237 – SPEED: Missing Survey Data: Analysis, Imputation, Design, and Prevention
Does Sequence of Imputed Variables Matter in Hot Deck Imputation for Large-Scale Complex Survey Data?
Amang Sukasih
RTI International
Jean Wang
RTI International
Peter Frechtel
RTI International
Karol Krotki
RTI International, Washington, DC
Hot deck is an imputation method for complex survey data, especially popular when many survey items are to be imputed. Items are frequently correlated in surveys; one goal of imputation is to preserve these relationships. When imputing many variables and deciding which should be imputed first, one can decide on the sequence in which the variables are imputed---based on order of appearance in the questionnaire (a screener question is imputed first before its follow-up questions) or based on rate of missing data (items with lowest rate would be imputed first, followed by items with higher rates).

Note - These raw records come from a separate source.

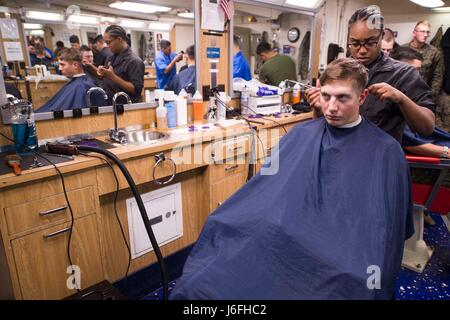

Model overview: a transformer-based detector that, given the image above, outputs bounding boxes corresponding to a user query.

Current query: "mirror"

[0,0,196,118]
[232,3,313,86]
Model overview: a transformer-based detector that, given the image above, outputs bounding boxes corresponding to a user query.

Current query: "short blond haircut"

[414,20,431,29]
[320,58,368,92]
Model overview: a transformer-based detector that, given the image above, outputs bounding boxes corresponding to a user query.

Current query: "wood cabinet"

[0,169,104,299]
[30,80,67,110]
[11,214,103,299]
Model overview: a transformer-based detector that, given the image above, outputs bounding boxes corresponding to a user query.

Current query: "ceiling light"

[23,23,42,30]
[148,22,172,31]
[178,11,194,19]
[109,1,172,13]
[286,0,322,9]
[25,11,64,21]
[409,0,444,8]
[67,14,98,24]
[120,19,145,29]
[100,17,116,24]
[433,7,450,12]
[30,30,45,36]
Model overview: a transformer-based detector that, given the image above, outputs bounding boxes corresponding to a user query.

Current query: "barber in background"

[69,34,81,49]
[80,45,102,87]
[256,42,297,86]
[233,35,252,81]
[97,25,145,103]
[381,28,400,56]
[166,45,196,95]
[94,34,113,67]
[403,20,444,102]
[155,40,183,89]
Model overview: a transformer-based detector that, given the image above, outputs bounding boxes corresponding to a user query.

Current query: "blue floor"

[118,214,450,300]
[395,214,450,300]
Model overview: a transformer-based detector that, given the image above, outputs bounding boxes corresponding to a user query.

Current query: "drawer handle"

[39,206,67,217]
[44,227,70,239]
[225,164,239,171]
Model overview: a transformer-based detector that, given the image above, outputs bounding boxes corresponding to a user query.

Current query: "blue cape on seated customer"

[170,118,413,300]
[35,74,107,112]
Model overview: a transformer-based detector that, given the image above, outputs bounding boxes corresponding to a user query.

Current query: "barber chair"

[402,155,450,273]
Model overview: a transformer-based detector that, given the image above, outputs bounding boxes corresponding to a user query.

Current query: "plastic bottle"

[216,92,227,121]
[176,90,187,126]
[156,98,167,129]
[241,85,249,106]
[292,83,301,104]
[164,91,177,128]
[192,90,203,123]
[12,103,38,155]
[145,90,151,103]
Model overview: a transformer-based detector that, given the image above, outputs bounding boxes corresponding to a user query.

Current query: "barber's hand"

[83,62,97,74]
[368,82,405,104]
[305,79,321,111]
[174,53,183,62]
[97,62,115,78]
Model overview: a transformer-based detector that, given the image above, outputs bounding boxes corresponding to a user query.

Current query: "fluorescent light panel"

[148,22,172,31]
[25,11,64,21]
[109,1,172,13]
[286,0,322,9]
[433,7,450,12]
[178,12,194,19]
[30,30,45,36]
[409,0,444,8]
[23,23,42,30]
[67,14,98,24]
[120,19,145,29]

Iteratively cycling the imputation may address association among variables (once all variables with missing values are imputed, imputation is rerun with previously imputed values in the covariates being treated as reported values). This presentation discusses results from investigating the sensitivity of final estimates to the sequence of imputed variables. We also measure the impact of factors such as missing data rates and number of levels in categorical variables and imputation cycles. We use empirical simulation and focus on bias reduction and preservation of variable relationships.